Document Listing on Repetitive Collections with Guaranteed Performance
Gonzalo Navarro
We consider document listing on string collections, that is, finding in which
strings a given pattern appears. In particular, we focus on repetitive
collections: a collection of size N over alphabet [1,sigma] is composed
of D copies of a string of size n, and s
edits are applied on ranges of copies. We introduce the first document listing
index with size Õ(n+s), precisely O((n log sigma+s log^2
N) log D)
bits, and with useful worst-case time guarantees: Given a pattern of length
m,
the index reports the ndoc > 0 strings where it appears in time
O(m log^(1+e) N * ndoc), for any constant
e > 0 (and
tells in time O(m log N) if ndoc = 0). Our technique is to augment a range
data structure that is commonly used on grammar-based indexes, so that instead
of retrieving all the pattern occurrences, it computes useful summaries on
them.
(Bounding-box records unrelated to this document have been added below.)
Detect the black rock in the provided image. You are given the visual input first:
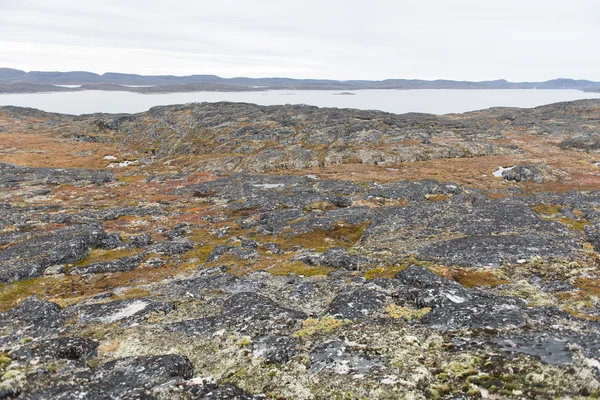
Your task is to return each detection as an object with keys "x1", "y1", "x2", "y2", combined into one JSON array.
[
  {"x1": 70, "y1": 298, "x2": 173, "y2": 324},
  {"x1": 326, "y1": 288, "x2": 387, "y2": 319},
  {"x1": 319, "y1": 247, "x2": 369, "y2": 271},
  {"x1": 309, "y1": 340, "x2": 387, "y2": 375},
  {"x1": 252, "y1": 336, "x2": 297, "y2": 364},
  {"x1": 147, "y1": 240, "x2": 194, "y2": 256},
  {"x1": 502, "y1": 165, "x2": 544, "y2": 183},
  {"x1": 0, "y1": 296, "x2": 63, "y2": 327},
  {"x1": 128, "y1": 233, "x2": 154, "y2": 248},
  {"x1": 92, "y1": 354, "x2": 194, "y2": 393},
  {"x1": 0, "y1": 224, "x2": 122, "y2": 283},
  {"x1": 69, "y1": 255, "x2": 143, "y2": 275},
  {"x1": 422, "y1": 298, "x2": 525, "y2": 330},
  {"x1": 10, "y1": 337, "x2": 100, "y2": 360}
]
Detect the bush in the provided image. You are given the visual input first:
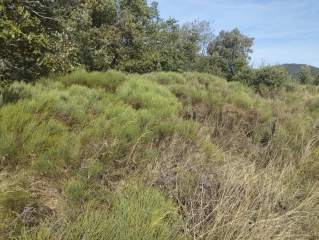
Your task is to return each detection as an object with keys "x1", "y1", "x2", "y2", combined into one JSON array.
[{"x1": 252, "y1": 66, "x2": 289, "y2": 91}]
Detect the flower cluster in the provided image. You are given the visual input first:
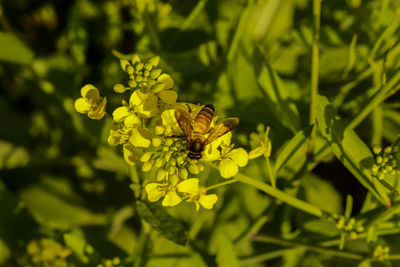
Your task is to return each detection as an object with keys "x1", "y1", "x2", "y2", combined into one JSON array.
[
  {"x1": 75, "y1": 84, "x2": 107, "y2": 120},
  {"x1": 75, "y1": 55, "x2": 249, "y2": 210},
  {"x1": 97, "y1": 257, "x2": 121, "y2": 267},
  {"x1": 336, "y1": 215, "x2": 364, "y2": 240},
  {"x1": 249, "y1": 124, "x2": 272, "y2": 159},
  {"x1": 373, "y1": 245, "x2": 390, "y2": 261},
  {"x1": 371, "y1": 143, "x2": 400, "y2": 180},
  {"x1": 27, "y1": 238, "x2": 72, "y2": 267}
]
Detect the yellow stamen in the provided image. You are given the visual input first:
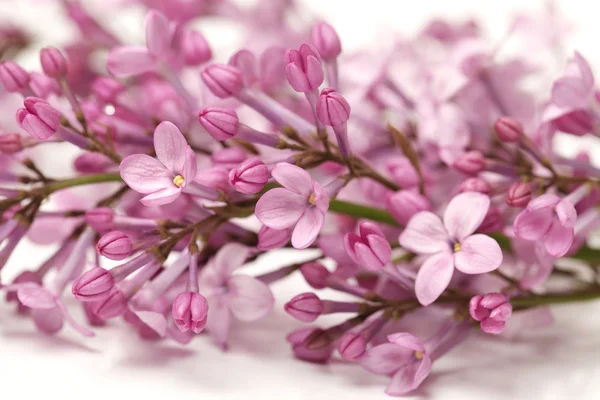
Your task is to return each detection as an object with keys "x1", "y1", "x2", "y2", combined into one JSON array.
[{"x1": 173, "y1": 175, "x2": 185, "y2": 187}]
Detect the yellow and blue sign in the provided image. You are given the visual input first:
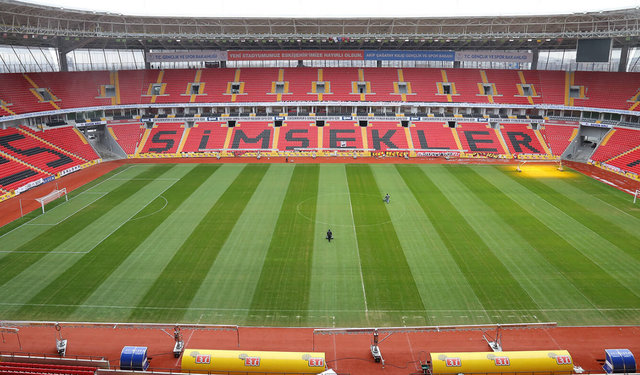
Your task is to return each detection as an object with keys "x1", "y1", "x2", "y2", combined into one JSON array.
[{"x1": 431, "y1": 350, "x2": 573, "y2": 375}]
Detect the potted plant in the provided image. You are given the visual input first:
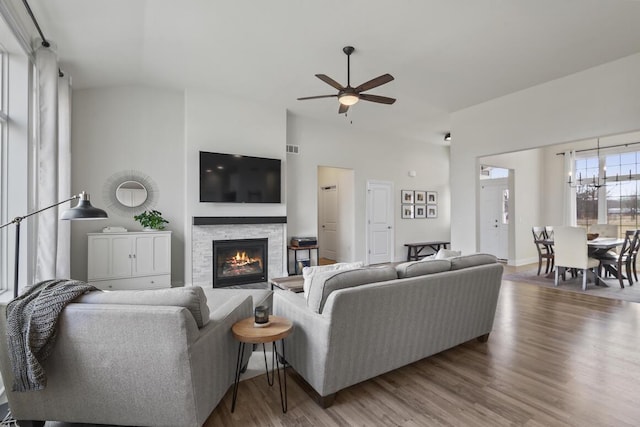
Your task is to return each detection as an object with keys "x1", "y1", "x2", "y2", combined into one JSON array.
[{"x1": 133, "y1": 210, "x2": 169, "y2": 231}]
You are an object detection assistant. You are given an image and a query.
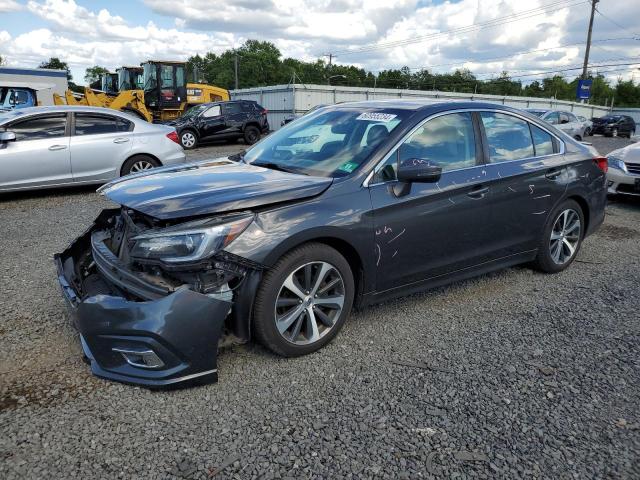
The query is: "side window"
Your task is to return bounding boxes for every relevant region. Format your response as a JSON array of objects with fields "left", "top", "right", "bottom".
[
  {"left": 398, "top": 113, "right": 476, "bottom": 172},
  {"left": 202, "top": 105, "right": 220, "bottom": 118},
  {"left": 7, "top": 113, "right": 67, "bottom": 141},
  {"left": 480, "top": 112, "right": 535, "bottom": 163},
  {"left": 530, "top": 123, "right": 554, "bottom": 157},
  {"left": 224, "top": 103, "right": 242, "bottom": 115},
  {"left": 75, "top": 113, "right": 126, "bottom": 135}
]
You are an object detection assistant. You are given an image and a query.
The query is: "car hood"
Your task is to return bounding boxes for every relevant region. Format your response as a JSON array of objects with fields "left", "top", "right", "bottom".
[
  {"left": 98, "top": 158, "right": 333, "bottom": 220},
  {"left": 607, "top": 143, "right": 640, "bottom": 163}
]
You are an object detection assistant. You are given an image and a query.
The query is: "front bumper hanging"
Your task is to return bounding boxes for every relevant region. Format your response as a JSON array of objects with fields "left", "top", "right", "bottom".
[{"left": 54, "top": 211, "right": 231, "bottom": 388}]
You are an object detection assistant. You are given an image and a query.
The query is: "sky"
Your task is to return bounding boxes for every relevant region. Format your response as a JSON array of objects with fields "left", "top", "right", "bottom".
[{"left": 0, "top": 0, "right": 640, "bottom": 84}]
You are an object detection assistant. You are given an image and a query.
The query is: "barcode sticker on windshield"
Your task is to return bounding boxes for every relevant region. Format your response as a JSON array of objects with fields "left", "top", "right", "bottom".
[{"left": 356, "top": 112, "right": 397, "bottom": 123}]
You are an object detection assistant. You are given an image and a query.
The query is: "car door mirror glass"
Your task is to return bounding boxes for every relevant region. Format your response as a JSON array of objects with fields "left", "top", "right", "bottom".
[
  {"left": 0, "top": 132, "right": 16, "bottom": 143},
  {"left": 398, "top": 158, "right": 442, "bottom": 183}
]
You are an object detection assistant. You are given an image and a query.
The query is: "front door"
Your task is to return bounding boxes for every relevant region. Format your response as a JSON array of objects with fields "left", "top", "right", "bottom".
[
  {"left": 70, "top": 113, "right": 133, "bottom": 182},
  {"left": 0, "top": 113, "right": 72, "bottom": 189},
  {"left": 369, "top": 112, "right": 491, "bottom": 291}
]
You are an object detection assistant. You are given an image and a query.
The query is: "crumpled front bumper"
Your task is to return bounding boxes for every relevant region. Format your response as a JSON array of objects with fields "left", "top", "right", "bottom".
[{"left": 55, "top": 213, "right": 231, "bottom": 388}]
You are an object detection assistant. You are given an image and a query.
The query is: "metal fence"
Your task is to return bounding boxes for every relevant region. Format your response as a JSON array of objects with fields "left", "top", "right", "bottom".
[{"left": 231, "top": 83, "right": 624, "bottom": 130}]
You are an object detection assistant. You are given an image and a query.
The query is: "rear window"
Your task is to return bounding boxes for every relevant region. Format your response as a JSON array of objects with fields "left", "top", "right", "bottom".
[
  {"left": 75, "top": 113, "right": 132, "bottom": 135},
  {"left": 480, "top": 112, "right": 535, "bottom": 163}
]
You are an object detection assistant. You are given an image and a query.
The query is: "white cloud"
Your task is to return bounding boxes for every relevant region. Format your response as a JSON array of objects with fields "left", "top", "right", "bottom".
[
  {"left": 0, "top": 0, "right": 22, "bottom": 13},
  {"left": 0, "top": 0, "right": 640, "bottom": 81}
]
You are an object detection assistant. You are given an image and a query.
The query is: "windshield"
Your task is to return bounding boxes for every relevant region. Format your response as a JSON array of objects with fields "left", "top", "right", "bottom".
[{"left": 244, "top": 107, "right": 411, "bottom": 177}]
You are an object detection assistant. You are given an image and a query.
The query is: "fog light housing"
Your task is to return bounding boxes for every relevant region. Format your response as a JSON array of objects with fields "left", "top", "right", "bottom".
[{"left": 111, "top": 347, "right": 164, "bottom": 368}]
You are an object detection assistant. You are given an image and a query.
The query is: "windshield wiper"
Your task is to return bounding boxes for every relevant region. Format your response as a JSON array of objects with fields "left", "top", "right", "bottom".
[
  {"left": 251, "top": 162, "right": 308, "bottom": 175},
  {"left": 227, "top": 150, "right": 247, "bottom": 162}
]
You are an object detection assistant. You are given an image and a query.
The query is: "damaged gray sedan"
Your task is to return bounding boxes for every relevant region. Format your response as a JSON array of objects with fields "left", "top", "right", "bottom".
[{"left": 55, "top": 101, "right": 607, "bottom": 387}]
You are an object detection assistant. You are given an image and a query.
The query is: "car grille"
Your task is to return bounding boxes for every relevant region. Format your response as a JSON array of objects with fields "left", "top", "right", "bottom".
[{"left": 625, "top": 163, "right": 640, "bottom": 175}]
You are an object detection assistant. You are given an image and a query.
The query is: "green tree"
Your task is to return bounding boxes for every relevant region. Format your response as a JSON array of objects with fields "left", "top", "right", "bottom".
[
  {"left": 84, "top": 65, "right": 109, "bottom": 84},
  {"left": 38, "top": 57, "right": 73, "bottom": 81}
]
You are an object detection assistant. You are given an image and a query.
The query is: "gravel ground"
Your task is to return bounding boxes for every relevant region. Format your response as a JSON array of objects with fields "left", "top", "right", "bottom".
[{"left": 0, "top": 137, "right": 640, "bottom": 479}]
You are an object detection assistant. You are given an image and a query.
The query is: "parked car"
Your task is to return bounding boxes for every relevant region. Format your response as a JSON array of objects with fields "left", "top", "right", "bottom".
[
  {"left": 607, "top": 143, "right": 640, "bottom": 196},
  {"left": 577, "top": 115, "right": 593, "bottom": 137},
  {"left": 167, "top": 100, "right": 269, "bottom": 149},
  {"left": 280, "top": 102, "right": 328, "bottom": 127},
  {"left": 527, "top": 108, "right": 586, "bottom": 141},
  {"left": 56, "top": 100, "right": 607, "bottom": 387},
  {"left": 592, "top": 115, "right": 636, "bottom": 138},
  {"left": 0, "top": 106, "right": 185, "bottom": 192}
]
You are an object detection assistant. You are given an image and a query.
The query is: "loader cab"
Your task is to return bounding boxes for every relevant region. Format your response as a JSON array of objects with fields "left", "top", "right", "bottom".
[
  {"left": 116, "top": 67, "right": 144, "bottom": 92},
  {"left": 142, "top": 62, "right": 187, "bottom": 110},
  {"left": 100, "top": 73, "right": 118, "bottom": 95}
]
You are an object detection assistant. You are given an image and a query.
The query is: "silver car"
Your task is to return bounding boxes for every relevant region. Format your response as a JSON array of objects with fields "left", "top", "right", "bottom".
[
  {"left": 607, "top": 143, "right": 640, "bottom": 196},
  {"left": 527, "top": 108, "right": 586, "bottom": 141},
  {"left": 0, "top": 105, "right": 185, "bottom": 191}
]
We show that the idea has
independent interest: we introduce the first grammar-based index that, on
a text T[1,N] with a grammar of size r, uses O(r log
N) bits and
counts the number of occurrences of a pattern P[1,m] in time
O(m^2 + m log^(2+e) r), for any constant e > 0. We also give
the first index using O(z log(N/z) log N) bits, where T is parsed by
Lempel-Ziv into z phrases, counting occurrences in time
O(m log^(2+e) N).